Compilers sometimes generate code that is incompatible with wraparound integer arithmetic. A simple example is an algebraic simplification: a compiler might translate (i * 2000) / 1000 to i * 2 because it assumes that i * 2000 does not overflow. The translation is not equivalent to the original when overflow occurs: e.g., in the typical case of 32-bit signed two’s complement wraparound int, if i has type int and value 1073742, the original expression returns -2147483 but the optimized version returns the mathematically correct value 2147484.

More subtly, loop induction optimizations often exploit the undefined behavior of signed overflow. Consider the following contrived function sumc:

int
sumc (int lo, int hi)
{
int sum = 0;
int i;
for (i = lo; i <= hi; i++)
sum ^= i * 53;
return sum;
}

To avoid multiplying by 53 each time through the loop, an optimizing compiler might internally transform sumc to the equivalent of the following:

int
transformed_sumc (int lo, int hi)
{
int sum = 0;
int hic = hi * 53;
int ic;
for (ic = lo * 53; ic <= hic; ic += 53)
sum ^= ic;
return sum;
}

This transformation is allowed by the C standard, but it is invalid for wraparound arithmetic when INT_MAX / 53 < hi, because then the overflow in computing expressions like hi * 53 can cause the expression i <= hi to yield a different value from the transformed expression ic <= hic.

For this reason, compilers that use loop induction and similar techniques often do not support reliable wraparound arithmetic when a loop induction variable like ic is involved. Since loop induction variables are generated by the compiler, and are not visible in the source code, it is not always trivial to say whether the problem affects your code.

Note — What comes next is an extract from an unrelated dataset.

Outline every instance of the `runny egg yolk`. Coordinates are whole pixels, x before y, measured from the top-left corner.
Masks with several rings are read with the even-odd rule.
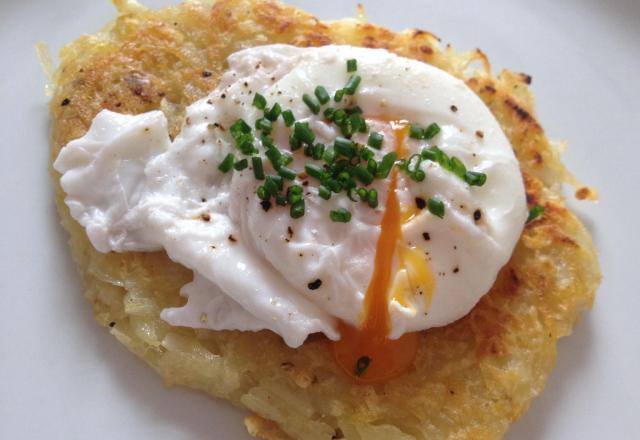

Hardly any code actually depends on wraparound arithmetic in cases like these, so in practice these loop induction optimizations are almost always useful. However, edge cases in this area can cause problems. For example:

int j;
for (j = 1; 0 < j; j *= 2)
test (j);

Here, the loop attempts to iterate through all powers of 2 that int can represent, but the C standard allows a compiler to optimize away the comparison and generate an infinite loop, under the argument that behavior is undefined on overflow. As of this writing this optimization is not done by any production version of GCC with ‘-O2’, but it might be performed by other compilers, or by more aggressive GCC optimization options, and the GCC developers have not decided whether it will continue to work with GCC and ‘-O2’.